Kitabınızda bu karar sonrasında Erdal İnönü’nün genel başkanlıktan ayrıldığını ama siyasetten kopmadığını görüyoruz.

Evet. Genel Başkanlıktan ayrıldıktan sonra milletvekilliğine devam eden İnönü, Hikmet Çetin döneminde CHP’den Dış İşleri Bakanlığı da yapmıştır. Milletvekilliği sona erdikten sonra, CHP’nin baraj altında kalması, buna rağmen daha sonra Baykal’ın yeniden genel başkan olması, Erdal İnönü’yü yeni bir oluşum çabasına girmeye zorladı. Fakat bu çaba başarısızlıkla sonuçlandı. Bu oluşumun başına gelenler, etkileri günümüzü de şekillendiren önemli bir kırılmaya işaret eder... Bu dönemin detaylarını da merak edenler kitaptan okuyabilirler.

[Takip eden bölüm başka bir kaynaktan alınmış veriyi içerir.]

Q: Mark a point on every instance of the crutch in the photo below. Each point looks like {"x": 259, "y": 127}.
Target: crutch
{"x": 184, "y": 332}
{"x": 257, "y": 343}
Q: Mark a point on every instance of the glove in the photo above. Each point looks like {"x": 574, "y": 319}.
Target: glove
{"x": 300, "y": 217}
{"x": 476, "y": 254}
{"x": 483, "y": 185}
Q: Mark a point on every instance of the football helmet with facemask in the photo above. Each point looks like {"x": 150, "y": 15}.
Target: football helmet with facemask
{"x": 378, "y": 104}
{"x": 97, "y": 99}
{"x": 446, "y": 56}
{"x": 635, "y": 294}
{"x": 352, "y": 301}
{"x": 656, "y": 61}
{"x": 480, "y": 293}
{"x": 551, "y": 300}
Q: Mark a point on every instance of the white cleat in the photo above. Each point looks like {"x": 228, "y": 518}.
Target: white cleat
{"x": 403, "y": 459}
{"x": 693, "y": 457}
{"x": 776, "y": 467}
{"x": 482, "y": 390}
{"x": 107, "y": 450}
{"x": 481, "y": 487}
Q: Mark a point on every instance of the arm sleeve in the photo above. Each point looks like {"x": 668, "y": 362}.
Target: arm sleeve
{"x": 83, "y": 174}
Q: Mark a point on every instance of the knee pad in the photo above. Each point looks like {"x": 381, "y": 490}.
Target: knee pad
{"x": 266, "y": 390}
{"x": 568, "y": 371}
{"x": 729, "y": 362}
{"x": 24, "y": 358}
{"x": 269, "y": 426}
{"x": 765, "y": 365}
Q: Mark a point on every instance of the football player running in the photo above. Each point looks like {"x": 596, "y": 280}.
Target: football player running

Erdal İnönü'nün farklı bir siyasetçi olduğu her zaman söylenilir. Siz de bu görüşe katılanlardansınız. Onu farklı yapan özellikleri nelerdir?

Genel olarak ciddi, hırslı, kavgacı olmaları beklenen siyasetçilerden farkı sadece zekası ve esprili tarzı değildir. Kavgadan ve hırstan da uzak, nezaket sahibi, her kesimden her yaştan insanla rahatlıkla iletişim kuran biri olduğunu görüyoruz. Bir Cumhurbaşkanı çocuğu olmasına rağmen, alçakgönüllü, mütevazı ve sade tarzıyla, devlete ve cumhuriyetin kazanımlarına inanmış yapısıyla ve dürüstlüğüyle, yetiştirildiği değerlere şeklen değil, özünden bağlı biri.

Kimseye çantasını taşıtmamıştır, asla paltosunu ya da şemsiyesini tutturmamıştır. Polis eskortu ve korumalarının halka rahatsızlık vermesini istemiyor. Sık sık korumalarını atlatarak, sokaklarda yalnız başına yürümeyi seviyor. Sanatsal etkinliklerin tüm yaşamında sıkı bir takipçisi ve destekçisi olmuştur. Parti etkinliklerinde o yıllarda yaygın olan, kurban kesilmesini ve omuzlara alınmasını istemiyor. Omuzlara alınmamak için bazen yere uzandığı bile olmuş. Siyasal yaşamında savunduğu tek antidemokratik uygulama, PM toplantılarında sigara içilmesini yasaklamasıdır. Bu kararın oylanmasını isteyen üyelere; “antidemokratik kararlar oylama ile alınmaz” demiştir. Dakik olmasıyla tanınıyor. Parti mitinglerinde de zamanında bulunmaya, gezi programlarına sadık kalmaya önemsiyor. Bunun bir örneği olarak; yine gezilerinin birinde parti otobüsünün önüne yatan ve ısrarla kendisini programda olmayan bir kasabaya götürmeye çalışan partililere çok kızmış; Genel Sekreter Fikri Sağlar’ı çağırarak, otobüsün önüne yatan partilileri ihraç edilmesini istemiştir. Başbakan Yardımcısı olduğu süre içerisinde “örtülü ödeneği” kullanmamaya çok dikkat etmiş, Azerbaycan’a yaptığı bir gezide ilk kez örtülü ödeneği kullanmış, tahsis edilen ödeneğin kalan kısmını gezi sonrası tutanakla iade ettirmiştir. Örtülü ödeneğe para iadesi yapılması, şaşkınla karşılanmıştır.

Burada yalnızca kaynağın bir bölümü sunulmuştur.